I call attention to their names, just as I would ask you to remember four other names: Addie Mae Collins, Cynthia Wesley, Carole Robertson and Carol Denise McNair. These four girls, ages 11 to 14, were the victims of another race-based hate crime, the 16th Street Baptist Church bombing in Birmingham, Alabama, which took place 52 years ago, on Sept. 15.
I ask you to remember all of these victims, not to generate outrage but to encourage us to redouble our efforts to do whatever we can to improve our communities. Everyone, in his or her own way, both personally and professionally, can have a profound effect on the way our society will evolve.
Professional counselors are at the epicenter of helping others to heal through the good work that all of you do, each and every day, with millions of adults, adolescents, families, couples and children. I am honored to work for an organization that represents more than 56,000 caring people who are also such dedicated helping professionals. When we think about the horror of what happened earlier this summer in Charleston or back to events such as the 16th Street Baptist Church bombing, it can put us into the mind frame of “what’s the difference?” But I encourage you to think, “How can I make a difference?”
Being the best possible professional counselor or counselor educator you can be requires a great deal of time, dedication, practice and experience. Although ACA doesn’t possess all the answers, we do have some resources, and I hope you will let me know what else we can do on your behalf. In addition, engage with your colleagues through ACA Connect or as part of an ACA division or interest network.

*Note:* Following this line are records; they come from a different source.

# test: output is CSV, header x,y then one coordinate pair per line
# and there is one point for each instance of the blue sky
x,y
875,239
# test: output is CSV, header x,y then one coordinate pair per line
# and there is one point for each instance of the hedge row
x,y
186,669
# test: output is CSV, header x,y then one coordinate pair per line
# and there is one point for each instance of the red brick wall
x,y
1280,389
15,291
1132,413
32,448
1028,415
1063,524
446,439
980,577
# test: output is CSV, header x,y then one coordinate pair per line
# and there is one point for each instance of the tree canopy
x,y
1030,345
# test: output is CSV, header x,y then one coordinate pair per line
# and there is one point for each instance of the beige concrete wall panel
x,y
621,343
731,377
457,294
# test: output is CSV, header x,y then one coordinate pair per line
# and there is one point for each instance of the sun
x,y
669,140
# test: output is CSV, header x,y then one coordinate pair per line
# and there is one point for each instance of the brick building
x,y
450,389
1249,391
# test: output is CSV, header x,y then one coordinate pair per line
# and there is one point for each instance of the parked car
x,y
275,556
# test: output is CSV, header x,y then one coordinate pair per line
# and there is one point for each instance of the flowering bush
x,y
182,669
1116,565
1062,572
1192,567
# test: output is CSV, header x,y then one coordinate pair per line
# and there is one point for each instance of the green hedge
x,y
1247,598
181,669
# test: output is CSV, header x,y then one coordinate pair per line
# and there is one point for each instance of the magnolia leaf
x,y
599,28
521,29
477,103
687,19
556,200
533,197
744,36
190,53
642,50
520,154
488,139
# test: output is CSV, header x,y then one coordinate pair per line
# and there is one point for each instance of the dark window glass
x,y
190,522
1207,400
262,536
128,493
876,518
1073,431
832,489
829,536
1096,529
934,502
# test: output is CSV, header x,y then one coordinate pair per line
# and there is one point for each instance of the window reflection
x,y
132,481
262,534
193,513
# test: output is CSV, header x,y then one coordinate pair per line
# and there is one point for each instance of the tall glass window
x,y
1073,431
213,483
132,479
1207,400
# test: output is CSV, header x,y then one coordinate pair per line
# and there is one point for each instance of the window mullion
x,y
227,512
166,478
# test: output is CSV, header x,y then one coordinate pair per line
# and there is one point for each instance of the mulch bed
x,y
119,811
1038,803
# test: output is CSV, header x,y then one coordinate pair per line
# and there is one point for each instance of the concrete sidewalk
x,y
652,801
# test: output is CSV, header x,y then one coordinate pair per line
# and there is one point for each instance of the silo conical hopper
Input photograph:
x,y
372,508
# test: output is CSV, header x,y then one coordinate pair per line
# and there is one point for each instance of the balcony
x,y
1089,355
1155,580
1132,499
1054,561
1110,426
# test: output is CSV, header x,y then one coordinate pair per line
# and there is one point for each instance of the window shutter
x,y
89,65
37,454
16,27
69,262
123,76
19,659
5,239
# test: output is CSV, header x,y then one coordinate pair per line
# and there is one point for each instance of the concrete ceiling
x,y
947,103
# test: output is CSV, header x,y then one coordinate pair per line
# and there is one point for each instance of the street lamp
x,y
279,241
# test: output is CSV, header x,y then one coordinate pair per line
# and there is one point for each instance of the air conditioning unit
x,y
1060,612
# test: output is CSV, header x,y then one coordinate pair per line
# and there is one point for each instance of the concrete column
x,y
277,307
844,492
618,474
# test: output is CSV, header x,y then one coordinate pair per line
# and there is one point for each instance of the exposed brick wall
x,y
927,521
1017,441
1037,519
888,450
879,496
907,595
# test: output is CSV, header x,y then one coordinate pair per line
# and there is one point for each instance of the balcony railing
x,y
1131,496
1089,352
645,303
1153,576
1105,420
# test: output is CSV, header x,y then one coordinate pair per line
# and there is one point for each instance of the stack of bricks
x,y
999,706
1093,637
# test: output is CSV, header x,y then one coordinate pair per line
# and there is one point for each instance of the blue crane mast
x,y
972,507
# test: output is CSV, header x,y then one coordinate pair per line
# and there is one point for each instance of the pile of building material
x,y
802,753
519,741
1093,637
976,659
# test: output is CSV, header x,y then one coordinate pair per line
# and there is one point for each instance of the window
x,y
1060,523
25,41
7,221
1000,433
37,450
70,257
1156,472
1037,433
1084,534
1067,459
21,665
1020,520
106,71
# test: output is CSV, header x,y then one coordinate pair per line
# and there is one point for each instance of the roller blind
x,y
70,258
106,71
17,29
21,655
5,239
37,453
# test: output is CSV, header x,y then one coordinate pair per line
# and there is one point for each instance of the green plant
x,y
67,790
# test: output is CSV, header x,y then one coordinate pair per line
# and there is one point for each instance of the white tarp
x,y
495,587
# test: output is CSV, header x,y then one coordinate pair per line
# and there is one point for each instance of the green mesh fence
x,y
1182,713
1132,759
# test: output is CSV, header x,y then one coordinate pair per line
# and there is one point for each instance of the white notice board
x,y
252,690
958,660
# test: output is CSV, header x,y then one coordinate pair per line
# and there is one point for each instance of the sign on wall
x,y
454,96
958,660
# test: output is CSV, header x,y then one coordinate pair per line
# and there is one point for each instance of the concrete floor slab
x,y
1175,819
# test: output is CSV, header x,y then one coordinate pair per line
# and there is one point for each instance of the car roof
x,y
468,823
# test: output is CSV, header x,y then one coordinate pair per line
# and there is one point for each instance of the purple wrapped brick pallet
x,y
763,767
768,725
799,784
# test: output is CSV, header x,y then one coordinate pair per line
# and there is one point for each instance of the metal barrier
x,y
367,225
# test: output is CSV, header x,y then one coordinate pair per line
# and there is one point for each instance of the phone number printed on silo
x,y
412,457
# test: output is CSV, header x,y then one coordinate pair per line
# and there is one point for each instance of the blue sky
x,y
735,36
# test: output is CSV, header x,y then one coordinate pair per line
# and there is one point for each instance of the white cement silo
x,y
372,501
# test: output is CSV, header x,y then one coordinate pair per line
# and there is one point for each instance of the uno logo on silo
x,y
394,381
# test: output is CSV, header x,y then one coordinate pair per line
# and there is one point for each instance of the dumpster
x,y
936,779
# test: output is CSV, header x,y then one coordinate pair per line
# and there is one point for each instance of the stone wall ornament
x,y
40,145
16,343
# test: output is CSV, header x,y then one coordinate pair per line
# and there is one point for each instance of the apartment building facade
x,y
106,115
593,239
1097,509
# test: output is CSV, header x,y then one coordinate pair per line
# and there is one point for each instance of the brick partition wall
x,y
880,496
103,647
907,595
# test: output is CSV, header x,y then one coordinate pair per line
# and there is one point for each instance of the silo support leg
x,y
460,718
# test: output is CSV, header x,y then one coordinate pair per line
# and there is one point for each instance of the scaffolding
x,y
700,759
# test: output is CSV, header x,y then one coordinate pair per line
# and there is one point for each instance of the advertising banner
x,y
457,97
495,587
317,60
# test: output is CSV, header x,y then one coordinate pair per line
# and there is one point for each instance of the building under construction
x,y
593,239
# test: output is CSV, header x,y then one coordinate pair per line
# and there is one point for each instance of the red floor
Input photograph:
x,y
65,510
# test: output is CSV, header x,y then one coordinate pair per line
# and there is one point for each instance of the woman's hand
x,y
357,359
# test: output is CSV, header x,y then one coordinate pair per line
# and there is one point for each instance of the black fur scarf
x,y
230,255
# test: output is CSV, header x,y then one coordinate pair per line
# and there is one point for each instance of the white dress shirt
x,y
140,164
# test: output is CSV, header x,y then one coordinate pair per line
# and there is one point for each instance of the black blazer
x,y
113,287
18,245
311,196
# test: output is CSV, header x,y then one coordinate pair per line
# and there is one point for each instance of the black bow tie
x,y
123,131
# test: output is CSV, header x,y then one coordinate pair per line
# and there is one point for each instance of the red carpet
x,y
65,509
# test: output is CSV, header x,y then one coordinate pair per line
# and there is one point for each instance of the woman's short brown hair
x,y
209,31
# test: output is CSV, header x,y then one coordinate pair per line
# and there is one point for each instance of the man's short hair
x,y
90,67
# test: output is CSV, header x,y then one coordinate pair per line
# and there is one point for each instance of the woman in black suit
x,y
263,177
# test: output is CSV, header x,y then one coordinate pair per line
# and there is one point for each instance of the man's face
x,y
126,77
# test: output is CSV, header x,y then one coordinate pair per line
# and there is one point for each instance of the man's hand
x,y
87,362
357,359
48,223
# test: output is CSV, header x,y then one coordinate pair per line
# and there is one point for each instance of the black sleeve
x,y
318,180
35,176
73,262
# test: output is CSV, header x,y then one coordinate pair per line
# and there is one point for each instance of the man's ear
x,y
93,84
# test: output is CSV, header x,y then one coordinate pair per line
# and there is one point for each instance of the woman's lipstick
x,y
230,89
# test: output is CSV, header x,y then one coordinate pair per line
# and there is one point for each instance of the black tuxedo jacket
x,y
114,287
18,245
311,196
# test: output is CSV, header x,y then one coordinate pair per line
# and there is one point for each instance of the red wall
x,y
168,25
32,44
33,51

Professional counseling can be the linchpin in efforts to avert senseless tragedies, just as it can help people work toward a more open, just, caring and respectful society. Working with diverse populations in an increasingly multicultural and cross-cultural society is bound to present challenges. But listening to, caring for and facilitating greater understanding among groups is a wonderful start. When I think about the best candidates to meet this challenge, I need only to look as far as the ACA member database. Making a difference does begin with you.